In a flash, she took in the battlefield with crystal clarity. Her adrenaline-pumped senses worked with a sharpness she had only experienced during her fight with the four-armed elite.
To her right, across the room, Stavros and Photeos faced a crawling horde of mastigas that refused to go down. Bodies littered the floor, and the two soldiers swayed on their feet. Stavros's uniform and armor had been ripped and torn, and he streamed blood from a dozen places. Photeos howled like a madman, wordless screams of bloodthirst rising above even the gunfire.
To her left, Pallasophia and Eleni were nearly buried under mastigas. The line between living and dead blurred and ten or twelve of them still moved and lashed out. Pallasophia favored her left side, using only that hand to aim and fire her backup pistol. Her right arm hung limp at her side. Eleni stood a step ahead of her, leaning heavily on one leg. Her other foot stood in a dark pool of human blood.

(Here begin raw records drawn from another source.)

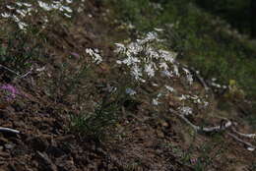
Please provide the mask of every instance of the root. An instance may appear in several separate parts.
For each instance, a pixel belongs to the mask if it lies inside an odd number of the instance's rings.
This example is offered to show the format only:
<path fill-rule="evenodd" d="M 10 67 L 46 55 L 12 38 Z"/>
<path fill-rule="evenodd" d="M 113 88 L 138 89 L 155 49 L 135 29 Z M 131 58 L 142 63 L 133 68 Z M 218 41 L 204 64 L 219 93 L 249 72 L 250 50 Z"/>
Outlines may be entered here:
<path fill-rule="evenodd" d="M 220 132 L 220 131 L 224 131 L 225 134 L 227 134 L 229 137 L 231 137 L 232 139 L 234 139 L 236 142 L 243 143 L 247 146 L 247 149 L 250 151 L 253 151 L 256 146 L 254 146 L 253 144 L 251 144 L 248 142 L 245 142 L 241 139 L 239 139 L 237 136 L 235 136 L 234 134 L 237 134 L 240 137 L 244 137 L 244 138 L 250 138 L 250 139 L 254 139 L 256 138 L 256 134 L 243 134 L 243 133 L 239 133 L 237 132 L 232 126 L 234 126 L 234 124 L 229 121 L 228 119 L 224 119 L 221 121 L 221 124 L 219 126 L 216 127 L 199 127 L 194 125 L 192 122 L 190 122 L 184 115 L 179 114 L 179 112 L 173 110 L 173 109 L 169 109 L 169 111 L 173 114 L 175 114 L 177 117 L 179 117 L 181 120 L 183 120 L 185 123 L 187 123 L 190 127 L 192 127 L 196 132 L 203 132 L 203 133 L 215 133 L 215 132 Z M 230 130 L 234 133 L 230 133 L 227 132 L 226 130 L 228 130 L 230 128 Z"/>

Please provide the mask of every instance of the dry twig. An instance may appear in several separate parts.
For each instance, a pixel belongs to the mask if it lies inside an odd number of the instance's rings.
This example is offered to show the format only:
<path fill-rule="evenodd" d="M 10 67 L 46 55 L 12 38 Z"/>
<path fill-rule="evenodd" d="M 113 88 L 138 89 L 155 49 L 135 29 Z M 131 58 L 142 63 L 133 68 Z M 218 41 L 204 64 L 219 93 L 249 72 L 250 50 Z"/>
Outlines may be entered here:
<path fill-rule="evenodd" d="M 20 131 L 18 131 L 18 130 L 5 128 L 5 127 L 0 127 L 0 132 L 8 132 L 8 133 L 20 134 Z"/>

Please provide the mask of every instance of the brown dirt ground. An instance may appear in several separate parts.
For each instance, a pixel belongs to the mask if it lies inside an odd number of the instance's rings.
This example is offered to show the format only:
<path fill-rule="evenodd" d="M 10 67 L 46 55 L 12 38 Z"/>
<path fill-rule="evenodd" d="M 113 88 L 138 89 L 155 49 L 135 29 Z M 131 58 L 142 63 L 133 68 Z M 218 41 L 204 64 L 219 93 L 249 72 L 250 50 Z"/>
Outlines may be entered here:
<path fill-rule="evenodd" d="M 86 47 L 99 47 L 109 60 L 114 55 L 107 42 L 114 35 L 114 28 L 102 20 L 104 9 L 93 0 L 86 2 L 86 6 L 74 26 L 56 27 L 49 31 L 49 59 L 42 62 L 47 72 L 54 73 L 54 65 L 65 61 L 70 52 L 85 54 Z M 118 35 L 113 39 L 120 38 Z M 106 71 L 103 68 L 98 72 Z M 41 87 L 31 85 L 32 80 L 40 79 L 34 74 L 17 81 L 16 86 L 27 98 L 0 109 L 0 126 L 21 131 L 20 135 L 0 133 L 1 171 L 190 171 L 196 170 L 193 158 L 208 165 L 207 170 L 255 169 L 255 152 L 229 137 L 193 136 L 191 128 L 171 113 L 159 111 L 156 116 L 147 103 L 135 111 L 123 107 L 123 119 L 113 128 L 114 134 L 102 142 L 76 135 L 67 129 L 69 118 L 65 111 L 70 106 L 51 101 Z M 221 111 L 216 108 L 215 112 Z"/>

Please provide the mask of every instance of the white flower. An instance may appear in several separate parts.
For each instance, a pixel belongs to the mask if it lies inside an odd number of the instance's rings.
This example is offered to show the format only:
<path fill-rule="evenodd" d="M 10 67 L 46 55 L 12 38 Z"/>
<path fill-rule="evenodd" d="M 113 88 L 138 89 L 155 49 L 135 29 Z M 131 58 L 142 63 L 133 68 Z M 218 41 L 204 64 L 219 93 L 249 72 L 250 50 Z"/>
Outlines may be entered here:
<path fill-rule="evenodd" d="M 62 6 L 61 9 L 64 9 L 66 12 L 68 13 L 72 13 L 72 9 L 70 7 L 67 7 L 67 6 Z"/>
<path fill-rule="evenodd" d="M 98 54 L 98 49 L 92 49 L 92 48 L 87 48 L 86 52 L 92 56 L 94 62 L 96 64 L 99 64 L 102 62 L 102 57 Z"/>
<path fill-rule="evenodd" d="M 157 30 L 157 31 L 160 31 L 160 32 L 163 31 L 163 29 L 162 29 L 162 28 L 155 28 L 154 29 L 155 29 L 155 30 Z"/>
<path fill-rule="evenodd" d="M 193 84 L 193 76 L 191 74 L 187 75 L 187 81 L 188 81 L 189 85 Z"/>
<path fill-rule="evenodd" d="M 161 76 L 167 77 L 167 78 L 173 77 L 172 73 L 167 70 L 161 71 L 160 74 L 161 74 Z"/>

Victoria processed all of that in the space between two rapid-fire heartbeats, then turned her attention to her own fight. Directly in front of her, the further gigas held its wounded hand in a tight fist that leaked blood. Its brief retreat meant that, for a few seconds, she was only fighting one of the resilient giants. She flicked the selector switch on the side of her rifle, taking advantage of her unnatural knowledge and letting her fingers operate on instinct.
The first gigas attacked, swinging down hard. The blow, had it connected, would have hit ten times harder than the one that threw her into the wall, probably hard enough to kill her on the spot. She, however, was not there. Rather than dodging away, Victoria lunged forward and with just enough of an angle to avoid the potentially fatal blow.
She contorted her body into a twist a gymnast would have envied and jammed the barrel of her short rifle into the underside of the gigas's jaw. Her heart thudded once before her rifle roared with all of the rage she felt inside. The hail of bullets ripped the monster's skull apart like a saw that only stopped when the magazine clicked empty.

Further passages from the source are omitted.